In about 50,000 years, the stars of the Big Dipper will be at different locations, which will result in the asterism changing shape and facing the opposite way. Still, as most of the stars that form the asterism (all except Alkaid and Dubhe) are members of the Ursa Major Moving Group, which means that they share common motion through space, the asterism will not look significantly different. The pattern will be present even 100,000 years from now, but the shape of the handle, with Alkaid marking the tip, and the end of the bowl marked by Dubhe, will appear slightly different.

North Star and the Little Dipper

Finding the Big Dipper in the night sky is the easiest way to find Polaris, the North Star, located in the constellation Ursa Minor, the Little Bear. The Big Dipper rotates around the north celestial pole, and always points the way to the North Star.

The Little Dipper, formed by the seven brightest stars in Ursa Minor constellation, lies in the vicinity of the Big Dipper, but as the stars of the Little Dipper aren’t quite as bright, especially the four located between Polaris on one end and Kochab and Pherkad on the other, the Little Dipper is not as easy to find in the sky, especially in areas polluted by light.

Since the Little Dipper is not quite as prominent in the sky as its larger neighbour, it is easier to use the stars of the Big Dipper to find both the North Star and true north. To find Polaris, follow the line from the Pointer Stars, Merak and Dubhe, to the first bright star along the same line. That is the North Star. Merak and Dubhe are the stars that mark the end of the bowl of the Big Dipper. They are called the Pointer Stars because they point the way to Polaris and true north.

Once you have located Polaris, on a clear night it is easy to find the Little Dipper asterism as Polaris is the star at the tip of its handle (or the Little Bear’s tail).


The Big Dipper is associated with a number of different myths and folk tales in cultures across the world.
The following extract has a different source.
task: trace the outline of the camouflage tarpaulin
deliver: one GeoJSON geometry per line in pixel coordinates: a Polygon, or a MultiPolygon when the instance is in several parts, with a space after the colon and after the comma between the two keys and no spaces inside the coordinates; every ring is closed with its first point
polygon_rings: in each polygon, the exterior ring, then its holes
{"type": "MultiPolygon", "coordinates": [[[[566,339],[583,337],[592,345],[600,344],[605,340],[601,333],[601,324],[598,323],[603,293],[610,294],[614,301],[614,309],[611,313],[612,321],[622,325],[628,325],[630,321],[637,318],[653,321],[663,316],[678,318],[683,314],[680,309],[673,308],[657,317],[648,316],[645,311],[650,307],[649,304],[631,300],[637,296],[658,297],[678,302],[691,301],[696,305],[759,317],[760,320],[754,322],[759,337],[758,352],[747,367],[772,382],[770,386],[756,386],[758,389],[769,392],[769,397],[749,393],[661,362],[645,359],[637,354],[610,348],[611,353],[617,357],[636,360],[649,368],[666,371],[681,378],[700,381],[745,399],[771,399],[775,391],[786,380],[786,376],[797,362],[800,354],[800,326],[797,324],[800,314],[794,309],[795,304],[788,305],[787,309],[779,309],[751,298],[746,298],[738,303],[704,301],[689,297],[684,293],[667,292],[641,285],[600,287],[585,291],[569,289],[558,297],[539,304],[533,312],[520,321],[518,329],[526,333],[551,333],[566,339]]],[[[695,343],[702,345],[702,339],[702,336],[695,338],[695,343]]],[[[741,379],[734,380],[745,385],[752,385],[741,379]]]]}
In Hindu astronomy, the asterism is called Sapta Rishi, or The Seven Great Sages. In eastern Asia, it is known as the Northern Dipper. The Chinese know the seven stars as the Government, or Tseih Sing. In Malaysia, the asterism is called Buruj Biduk, or The Ladle, and in Mongolia, it is known as the Seven Gods. In an Arabian story, the stars that form the bowl represent a coffin and the three stars marking the handle are mourners following it. The name of the star Alkaid (or Benetnash), located at the tip of the handle, refers to that story.
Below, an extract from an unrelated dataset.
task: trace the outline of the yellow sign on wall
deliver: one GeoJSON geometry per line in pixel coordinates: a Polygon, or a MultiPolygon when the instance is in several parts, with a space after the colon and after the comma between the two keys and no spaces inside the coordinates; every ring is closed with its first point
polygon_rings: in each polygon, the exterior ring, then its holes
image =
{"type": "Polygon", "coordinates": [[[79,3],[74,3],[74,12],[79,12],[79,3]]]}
In the UK and Ireland, the asterism is known as the Plough, and sometimes as the Butcher’s Cleaver in northern parts of England. The old English name for the asterism is Charles’ Wain (wagon), which is derived from the Scandinavian Karlavagnen, Karlsvognen, or Karlsvogna. Charles or Karl was a common name in Germanic languages and the name of the asterism meant “the men’s wagon,” as opposed to the Little Dipper, which was “the women’s wagon.” An even older name for the stars of the Big Dipper was Odin’s Wain, or Odin’s Wagon, referring to Scandinavian mythology.

In Slavic languages and in Romanian, the Big and Little Dipper are known as the Great and Small Wagon, and Germans know the Big Dipper as Großer Wagen, or the Great Cart. The Romans knew the seven stars as the “seven plough oxen,” or Septentrio, with only two of the seven stars representing oxen and the others forming a wagon pulled by the oxen.

Some Native American groups saw the bowl as a bear and the three stars of the handle either as three cubs or three hunters following the bear. The second interpretation is linked to a folk tale explaining why the leaves turn red in autumn: the hunters are chasing a wounded bear and, since the asterism is low in the sky that time of year, the bear’s blood is falling on the leaves, making them turn red.

In more recent history, black people in the United States knew the constellation as the Drinking Gourd and used it to find their way north, to freedom. The folk song, “Follow the Drinking Gourd,” gave them directions to follow the Big Dipper to get to north. In Africa, the seven stars were sometimes seen as a drinking gourd, which is believed to be the origin of the name the Big Dipper, most commonly used for the figuration in the U.S. and Canada.